Bright star

Publié le 21 janvier 2010 par Lejournaldeneon

CRITIQUE CINÉMATOGRAPHIQUE

BRIGHT STAR
(de Jane Campion)


L’histoire débute à la fin du règne de Georges III, quelques mois après la défaite des français à Waterloo, au tout début de ce que l’on nomme... le siècle impérial de l’histoire britannique. L’histoire... du jeune poète John Keats et de sa liaison passionnelle avec Fanny, une jeune fille de la bonne société anglaise. L’action se déroule principalement entre 1819 et 1820, dans la maison familiale des Brawne à Hampstead, un faubourg du nord de Londres. Jane Campion explique que c’est la biographie d’Andrew Motion qui l’a d’abord profondément bouleversée. L’histoire d’un très jeune poète romantique, mort d’une tuberculose à l’âge de 23 ans. Le film est inspiré par des lettres d’amour de John pour Fanny, quelques-unes des lettres les plus belles qu’un homme est pu écrire à la femme qu’il aime. « Bright star » est construit à la manière d’un poème narratif, inspiré de cet « Ode on a Grecian Urn » d’ « Ode on Melancholy » ou encore d ’ « Ode to a Nightingale ». Trois des plus beaux poèmes de John Keats, tous écrits alors qu’il fréquentait la maison d’Hampstead et les yeux éblouis de Fanny.

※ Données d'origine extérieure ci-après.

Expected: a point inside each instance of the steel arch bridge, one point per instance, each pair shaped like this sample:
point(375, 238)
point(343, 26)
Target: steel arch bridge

L’image du film est suave et délicieuse. Une des plus douces qu’il soit permis de ressentir sur un écran perlé de cette envergure. L’image d’une femme, je veux dire : d’un cinéma « féminin », je ne sais pas ? Le côté féminin de la cinéaste néo-zélandaise, l’auteur de la superbe « Leçon de piano » palmes d’or à Cannes en 1993 ou de cette adaptation à l’écran du « Portrait de femme » d’Henry James. Tout est beau, sobre et lumineux... Irradié même ! Une image de verts tendres, de neige immaculée ou de ciels éthérés. Un décor moelleux pour l’histoire la plus cruelle qu’on puisse entendre. Car cet amour-là, ce grand amour... est privé d’oxygène d’un bout à l’autre du film. L’histoire de sentiments impossibles au-delà de la seule beauté des choses. « Beauty is truth, truth beauty,-that is all Ye know on earth and all ye need to know » (« Beauté est vérité et vérité beauté. Voilà tout ce que l'on sait sur terre et tout ce qu'il faut savoir » a écrit Keats cette année-là. « Moitié légume, moitié mec... » chantait Gainsbard. Le type est une sorte d’ange, « Sorry angel... » C’est çà. Pas tout à fait un homme, ou plutôt : Un homme, mais dans sa quintessence. Nettoyé de tout son gras immonde, de toute sa perversion. L’homme, sans sa couleur infâme. Elle... (En réalité, le film de Jane ne parle que d’elle. Et lorsque l’image s’attarde souvent sur Keats, c’est encore par le prisme de ses yeux à elle, de son amour absolu pour lui.) Jane réussit à filmer avec une incroyable justesse, l’ultime sentiment d’un cœur las. Bref ! Fanny aime Keats et Jane aussi, qui se voit peut-être un peu dans les yeux de cette belle héroïne désespérée. Fanny a survécu à la mort de son grand amour, ce qui est déjà beaucoup pour l’action minimaliste d’un cinéma qui chuchote plus qu’il n’articule exagérément. Mais quand je dis survivre... Devrait-on parler plutôt, de l’amplitude du noir qui recouvre le ciel à l’endroit du générique, et cette sorte de tendance à la brume matinale qui vous enveloppe encore longtemps après le caractère intense du spectacle.